# 2000G Shark tank!



## Stugge (Jul 27, 2003)

http://www.aquariumservices.ca/AquaSculptu...s/DSC00891.html


----------



## we have sound (Apr 27, 2005)

Is it yours ? Don't blacktips get to like 5 - 6 feet long ? can't see it staying any length of time in there if it grows qickly... but then i don't know how big it is atm. I was always told nothing under a 30' pool would be big enough in the long run.

That said, those pictures blew my mind. I want. Badly.
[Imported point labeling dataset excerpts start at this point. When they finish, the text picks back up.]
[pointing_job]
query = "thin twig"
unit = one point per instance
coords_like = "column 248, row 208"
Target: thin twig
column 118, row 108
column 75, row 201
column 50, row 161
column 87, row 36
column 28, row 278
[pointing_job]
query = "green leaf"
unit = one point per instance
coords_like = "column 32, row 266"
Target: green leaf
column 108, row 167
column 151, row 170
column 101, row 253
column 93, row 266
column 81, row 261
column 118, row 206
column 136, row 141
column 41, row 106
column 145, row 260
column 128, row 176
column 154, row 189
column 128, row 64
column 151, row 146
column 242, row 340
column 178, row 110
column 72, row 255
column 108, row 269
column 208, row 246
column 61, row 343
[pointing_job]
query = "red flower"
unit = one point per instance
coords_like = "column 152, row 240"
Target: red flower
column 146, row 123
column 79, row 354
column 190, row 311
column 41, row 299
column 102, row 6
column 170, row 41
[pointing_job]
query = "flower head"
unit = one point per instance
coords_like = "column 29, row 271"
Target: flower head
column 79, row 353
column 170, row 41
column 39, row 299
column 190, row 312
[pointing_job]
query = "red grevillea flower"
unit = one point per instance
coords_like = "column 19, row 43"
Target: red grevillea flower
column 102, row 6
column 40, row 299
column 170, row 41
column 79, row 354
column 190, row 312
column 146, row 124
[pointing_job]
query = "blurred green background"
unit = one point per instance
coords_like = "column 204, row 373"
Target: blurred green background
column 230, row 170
It's beautiful.

CT


----------



## Stugge (Jul 27, 2003)

Hehe no its not my tank









I would like to have it though but with my Piranhas


----------



## Atlanta Braves Baby! (Mar 12, 2003)

I saw these pics in another thread just recently. It is certainly a stunning tank. Wonder what the growth rate is on a small black tip?


----------



## jan (Apr 24, 2004)

Very impressive. Some of us have to keep dreaming.....









Edit: spelling


----------



## Guest (May 31, 2005)

http://www.piranha-fury.com/pfury/index.php?showtopic=85318










--Dan


----------



## benJii (Feb 17, 2005)

wow.......what a waste of a 2000g tank. i would have a shoal of oscars or maybe a cool saltwater tank but, just one fish?and really, this shark isnt gunna be that aggressive, not even as aggressive of p's, cuz sharks allow hundreds of cleaners to be in there surroudings and ive seen vid's of sharks in the wild siwm right thru schools of fish with out even nipping one. i dont know many piranhas that are that tollerable


----------



## Piraya33 (May 26, 2005)

That tank is freakin sick!!! The shark is awesome!!!!


----------



## Joga Bonito (Oct 30, 2004)

i wish i had a shark


----------



## Playboydontcurr (Feb 24, 2004)

that shark is badass


----------



## JAC (Jan 19, 2004)

That is the sweetes home aquarium setup I have ever seen


----------



## Guest (May 31, 2005)

Tibs said:


> wow.......what a waste of a 2000g tank. i would have a shoal of oscars or maybe a cool saltwater tank but, just one fish?and really, this shark isnt gunna be that aggressive, not even as aggressive of p's, cuz sharks allow hundreds of cleaners to be in there surroudings and ive seen vid's of sharks in the wild siwm right thru schools of fish with out even nipping one. i dont know many piranhas that are that tollerable
> [snapback]1047304[/snapback]​










where are you getting your info? That shark is probably 1000x more agressive than any Rhom. If its hungry, nothing in the tank is safe. Sharks dont waste thier time on small fish, and why would it kill cleaners? Its a symboitic relationship, he LOVES having the cleaners keep parasites off of him!

--Dan


----------



## JAC (Jan 19, 2004)

DannyBoy17 said:


> Tibs said:
> 
> 
> > wow.......what a waste of a 2000g tank. i would have a shoal of oscars or maybe a cool saltwater tank but, just one fish?and really, this shark isnt gunna be that aggressive, not even as aggressive of p's, cuz sharks allow hundreds of cleaners to be in there surroudings and ive seen vid's of sharks in the wild siwm right thru schools of fish with out even nipping one. i dont know many piranhas that are that tollerable
> ...


 Seriously dude, did you see the pics? because no fw fish can match the awesomeness of a friggin shark.


----------



## Death in #'s (Apr 29, 2003)

JAC said:


> DannyBoy17 said:
> 
> 
> > Tibs said:
> ...










i second that


----------



## NavinWithPs (Apr 3, 2003)

a tank is huge when u can go swimming in it.. WOW..


----------



## Guest (Jun 1, 2005)

Dr. Green said:


> JAC said:
> 
> 
> > DannyBoy17 said:
> ...


Why are you quoting me? I never questioned the awesomeness of the shark









--Dan


----------



## acestro (Jul 7, 2003)

A couple things here. First, how can you go through all that trouble and then feed a freshwater feeder (which is not a healthy choice for s/w fish)? I'm pretty sure that's a koi.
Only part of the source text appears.